In 1991, I lived in Buffalo, New York.

That year, the Bills made it to the Super Bowl for the first time. The team was  favored to win, and everyone who lived within a 60 mile radius was stoked.

Except me.

A graduate student at the time, each week, I sat in Wash World for one-hundred-minutes, reading and taking notes as the machines hummed around me.

I’ve never been a football fan, so I swear on a six-pack of Bud Lite when I tell you that I had no idea it was the night of the Big Game when I ventured out to do my laundry that Sunday.

All I knew was that the tiny parking lot was jammed with cars.

Cursing my bad luck, I parked a half-block away and kicked my basket down the slippery sidewalk. The snow looked blue in the darkness. I remember the cold and the way my breath curled in the air.

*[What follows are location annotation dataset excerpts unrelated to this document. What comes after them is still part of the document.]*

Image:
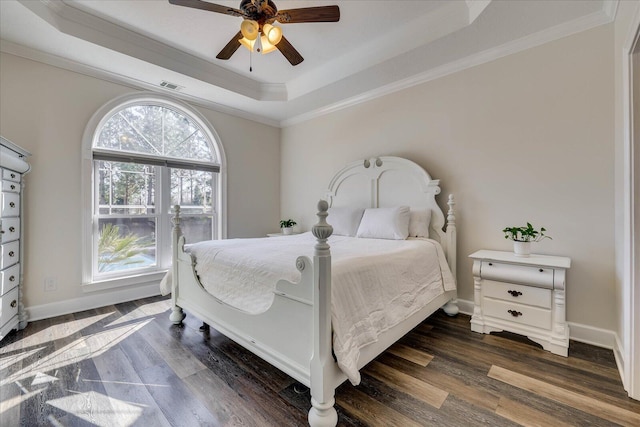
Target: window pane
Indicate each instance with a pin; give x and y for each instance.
(126, 188)
(196, 229)
(126, 243)
(155, 130)
(192, 190)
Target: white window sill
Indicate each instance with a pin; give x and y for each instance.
(135, 280)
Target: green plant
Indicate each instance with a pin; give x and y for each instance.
(116, 249)
(286, 223)
(525, 234)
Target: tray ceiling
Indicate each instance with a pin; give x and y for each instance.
(376, 47)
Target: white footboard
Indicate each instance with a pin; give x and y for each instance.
(295, 333)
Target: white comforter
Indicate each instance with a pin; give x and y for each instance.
(376, 283)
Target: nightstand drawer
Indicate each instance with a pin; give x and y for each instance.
(529, 275)
(8, 306)
(517, 293)
(9, 278)
(518, 313)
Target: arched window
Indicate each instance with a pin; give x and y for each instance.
(148, 153)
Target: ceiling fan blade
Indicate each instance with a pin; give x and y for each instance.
(289, 52)
(231, 47)
(309, 14)
(210, 7)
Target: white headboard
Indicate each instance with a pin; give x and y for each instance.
(393, 181)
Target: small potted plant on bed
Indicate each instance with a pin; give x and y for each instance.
(522, 238)
(287, 225)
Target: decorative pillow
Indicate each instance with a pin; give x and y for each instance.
(345, 221)
(419, 221)
(385, 223)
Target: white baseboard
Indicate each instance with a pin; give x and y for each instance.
(577, 332)
(90, 301)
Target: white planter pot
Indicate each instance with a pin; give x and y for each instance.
(522, 249)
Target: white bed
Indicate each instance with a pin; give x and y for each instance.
(288, 319)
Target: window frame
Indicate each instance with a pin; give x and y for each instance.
(89, 228)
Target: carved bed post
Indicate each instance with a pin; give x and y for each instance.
(177, 315)
(322, 412)
(451, 307)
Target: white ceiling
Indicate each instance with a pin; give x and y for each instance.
(376, 47)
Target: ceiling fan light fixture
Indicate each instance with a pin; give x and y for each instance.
(266, 45)
(250, 29)
(247, 43)
(272, 33)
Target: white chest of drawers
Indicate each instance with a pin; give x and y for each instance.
(524, 295)
(12, 168)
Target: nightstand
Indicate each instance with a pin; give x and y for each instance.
(524, 295)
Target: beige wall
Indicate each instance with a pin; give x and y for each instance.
(45, 110)
(528, 137)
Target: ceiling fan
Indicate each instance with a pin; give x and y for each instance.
(258, 30)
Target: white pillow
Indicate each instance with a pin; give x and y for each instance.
(385, 223)
(345, 221)
(419, 221)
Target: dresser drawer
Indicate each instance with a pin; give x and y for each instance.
(9, 278)
(10, 186)
(10, 175)
(529, 275)
(517, 313)
(9, 229)
(8, 306)
(9, 254)
(520, 294)
(10, 204)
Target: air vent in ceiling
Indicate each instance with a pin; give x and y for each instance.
(168, 85)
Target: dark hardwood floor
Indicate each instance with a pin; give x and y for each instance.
(126, 365)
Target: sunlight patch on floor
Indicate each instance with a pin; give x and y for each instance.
(99, 409)
(76, 351)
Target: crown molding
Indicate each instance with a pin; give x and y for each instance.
(604, 16)
(76, 67)
(93, 29)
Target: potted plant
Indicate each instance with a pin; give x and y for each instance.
(287, 225)
(522, 238)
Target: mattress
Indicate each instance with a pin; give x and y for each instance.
(376, 283)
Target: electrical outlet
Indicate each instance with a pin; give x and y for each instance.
(50, 284)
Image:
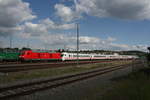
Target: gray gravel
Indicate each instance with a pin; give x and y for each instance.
(79, 90)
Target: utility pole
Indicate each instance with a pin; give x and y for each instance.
(77, 44)
(10, 40)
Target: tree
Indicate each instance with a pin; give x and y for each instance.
(148, 48)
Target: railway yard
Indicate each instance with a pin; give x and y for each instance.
(21, 80)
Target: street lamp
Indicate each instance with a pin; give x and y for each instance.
(77, 44)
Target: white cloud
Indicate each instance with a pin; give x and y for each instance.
(120, 9)
(66, 14)
(45, 26)
(12, 13)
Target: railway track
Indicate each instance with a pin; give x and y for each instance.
(38, 85)
(25, 67)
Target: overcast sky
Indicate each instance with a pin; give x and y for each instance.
(51, 24)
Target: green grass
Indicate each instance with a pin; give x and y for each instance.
(136, 86)
(26, 75)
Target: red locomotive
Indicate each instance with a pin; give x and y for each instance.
(30, 55)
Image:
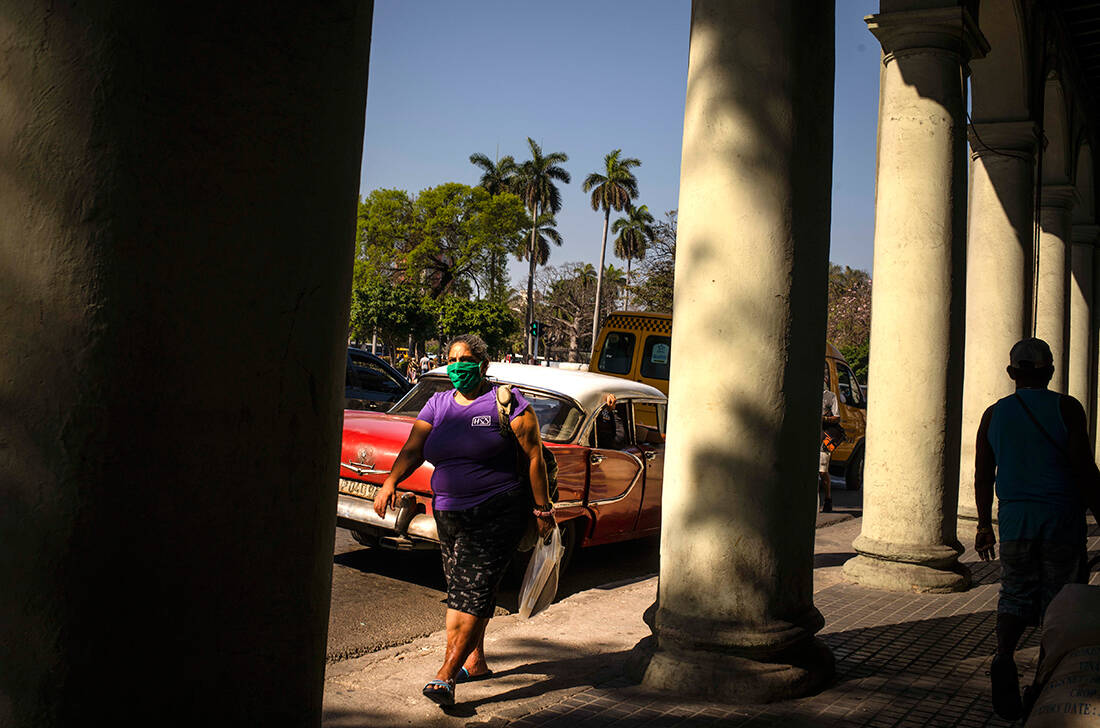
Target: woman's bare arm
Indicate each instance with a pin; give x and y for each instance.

Inside, I paced around looking for an available washer only to discover every machine was in use. For the life of me, I couldn’t figure out why it was so dang busy at Wash World. Usually, the joint was quiet on Sunday nights. But that night, more than two-dozen men huddled around a tiny television, which someone had set atop a crooked table.

I glanced at the screen. Oh. I rolled my eyes. A football game.

That night, I tried to read, but the men cheered and cursed at a deafening decibel. A tall dude in acid-washed jeans crushed an empty beer can against a wall.

Sunday the laundromat sucks
Sunday the laundromat sucks (Photo credit: haaaley)

As you can imagine, this bunch wasn’t diligent about checking to see if their laundry had finished spinning.

When a machine stopped, I waited to see if anyone noticed. No one did.

Standing at the edge of the rug, I made my announcement. “Someone’s wash is done.” I gestured toward a row of white washers. The men sipped their beer with indifference.

I should have left.

But I needed fresh towels and clean underwear to make it through the week.

So.

I tossed someone’s load of graying tee shirts and ratty boxer shorts into a wire cart with wheels, and I continued to listen to them burp and fart and laugh and whistle and swear.

Forty minutes later, I dumped my wet pile into a wheelie basket and contemplated the whirling wall of dryers.

I checked my watch and noted how late it was.

I didn’t want to be in Wash World anymore.

Trapped in a world of testosterone, cigarettes, and beer, I silently prayed that I might own a washing machine and dryer one day, so I wouldn’t have to go out in the cold with a roll of quarters and touch the damp underclothes that belonged to strange men.

When a few dryers rolled to a stop, I planted my boots at the edge of the rug again.

But no one moved.

I had a right to dry my laundry and, game-be-damned, I was going to do it.

I crossed in front of the television.

The men snapped to attention. I might as well have stabbed someone.

These were totally hot in 1991.
These were totally hot in 1991.

“Holy shit!” A scraggly guy in those gawd-awful baggy red, white and blue Zubaz pants clutched his head with both his hands.

“A bunch of dryers stopped,” I said to no one in particular.

Glancing at the television, I noticed a slim figure in white running onto the field. A man on the rug chewed his fingernails. Some of the others pressed their palms together, as if in prayer.

I heard an announcer say something about a player named Norwood; about the 47-yard kick he would have to make. He said he thought Norwood could do it. Another argued there was no way.

I heard all this as background noise.

You know, because I didn’t care about the game.

I just wanted to finish my laundry and go back to my crappy little broken down house.

“I hope he misses,” I grumbled. I didn’t think anyone heard me.

As the kicker’s field goal attempt went wide right of the uprights, I watched the **players in blue** jump up and down, and I heard the announcer say something about the Bills losing Super Bowl XXV.

Looking up, I realized I was the only woman in a room full of men who had just watched their dreams die.

Men who had been drinking.

The man in the baggy pants pointed a finger at me. “She wanted Scotty to miss!”

A beer can whizzed past my face.

Someone called me a bitch.

I thought they were going to kill me.

Apparently, by walking in front of the television and speaking a few words, I had altered the outcome of the game.

It made perfect sense.

A girl’s gotta know when a girl’s gotta go, and that was my time to git.

Abandoning my laundry, I hustled into the darkness. The freezing air slapped my cheeks as I hurried down the street, trying not to slip. Glancing back, I hoped no one was following me. Inside my car, my breath hovered in the air when I finally exhaled.

I went back to Wash World the next day to retrieve my things, but my laundry was gone.

I don’t like to think about what might have happened to it.

These days, I remain uninterested in the NFL.

If we are invited to someone’s house for a Super Bowl party, I stay in the kitchen. At halftime, I emerge to watch the show long enough to be able to comment on it the next day.

And I am careful to never cross in front of the television.

Which team do you follow? Or are you just there for the bean dip? If you don’t watch, what do you do during the Super Bowl? And can I come with you?

**NOTE: I had to Google “Who won the Super Bowl in 1991?” to find out the winning team. It was the Giants. The Giants won. Seriously, I had no idea.